Indexing of Spark 3 Dataframe into Apache Solr 8


I have setup a small size Hadoop Yarn cluster where Apache Spark is running. I have some data (JSON, CSV) that I upload to Spark (data-frame) for some analysis. Later, I have to index all data-frame data into Apache SOlr. I am using Spark 3 and Solr 8.8 version.

In my search, I have found a solution here but it is for different version of Spark. Hence, I have decided to ask someone for this.

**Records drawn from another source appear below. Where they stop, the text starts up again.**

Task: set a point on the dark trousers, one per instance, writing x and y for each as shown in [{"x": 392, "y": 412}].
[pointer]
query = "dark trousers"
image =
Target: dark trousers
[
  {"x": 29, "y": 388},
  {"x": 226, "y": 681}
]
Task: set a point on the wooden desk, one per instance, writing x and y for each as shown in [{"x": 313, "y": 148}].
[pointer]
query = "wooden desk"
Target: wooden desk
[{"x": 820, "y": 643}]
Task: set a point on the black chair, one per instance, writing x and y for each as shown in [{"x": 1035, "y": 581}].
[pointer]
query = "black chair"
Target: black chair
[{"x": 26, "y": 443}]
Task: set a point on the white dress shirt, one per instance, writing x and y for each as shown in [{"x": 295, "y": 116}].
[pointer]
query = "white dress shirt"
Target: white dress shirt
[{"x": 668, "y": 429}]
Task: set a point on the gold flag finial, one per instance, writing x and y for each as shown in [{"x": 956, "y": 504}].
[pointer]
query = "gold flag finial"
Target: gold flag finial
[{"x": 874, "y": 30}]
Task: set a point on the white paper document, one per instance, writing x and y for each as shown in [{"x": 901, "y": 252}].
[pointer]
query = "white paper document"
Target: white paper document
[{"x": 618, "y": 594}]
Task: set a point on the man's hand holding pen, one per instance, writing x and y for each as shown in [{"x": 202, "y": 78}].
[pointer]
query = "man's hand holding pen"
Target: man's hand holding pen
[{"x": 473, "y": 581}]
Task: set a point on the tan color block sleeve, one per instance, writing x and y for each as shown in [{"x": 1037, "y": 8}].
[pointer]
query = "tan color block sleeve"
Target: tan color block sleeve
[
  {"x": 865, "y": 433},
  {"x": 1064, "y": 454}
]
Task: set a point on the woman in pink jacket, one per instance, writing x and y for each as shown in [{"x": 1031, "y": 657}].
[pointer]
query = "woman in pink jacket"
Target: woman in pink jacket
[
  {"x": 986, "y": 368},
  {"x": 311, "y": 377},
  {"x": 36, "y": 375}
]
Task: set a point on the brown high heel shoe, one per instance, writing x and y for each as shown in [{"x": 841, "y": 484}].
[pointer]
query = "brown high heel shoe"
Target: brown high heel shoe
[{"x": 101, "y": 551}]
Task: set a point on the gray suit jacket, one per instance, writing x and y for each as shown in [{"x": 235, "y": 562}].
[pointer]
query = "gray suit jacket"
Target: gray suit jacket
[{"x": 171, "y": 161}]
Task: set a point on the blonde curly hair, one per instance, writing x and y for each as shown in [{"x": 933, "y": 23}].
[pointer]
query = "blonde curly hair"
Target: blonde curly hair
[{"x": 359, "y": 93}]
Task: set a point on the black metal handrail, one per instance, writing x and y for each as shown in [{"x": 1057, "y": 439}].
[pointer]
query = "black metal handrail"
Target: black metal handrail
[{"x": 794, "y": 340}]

Is there any builtin option for this task. I am open to use SolrJ and pySpark (not scal shell).


Solution

  • I found a solution myself. Till now Lucidword spark-solr module does not support these versions of Spark (3.0.2) and Solr (8.8). I have first installed PySolr module and then use following example code to finish my job:

    import pysolr
    import json
    
    def solrIndexer(row):
        solr = pysolr.Solr('http://localhost:8983/solr/spark-test')
        obj = json.loads(row)
        solr.add(obj)
    
    #load data to dataframe from HDFS
    csvDF = spark.read.load("hdfs://hms/data/*.csv", format="csv", sep=",", inferSchema="true", header="true")
    
    csvDF.toJSON().map(solrIndexer).count()
    

    If there is some better option or improvement in above code, you are welcome to answer.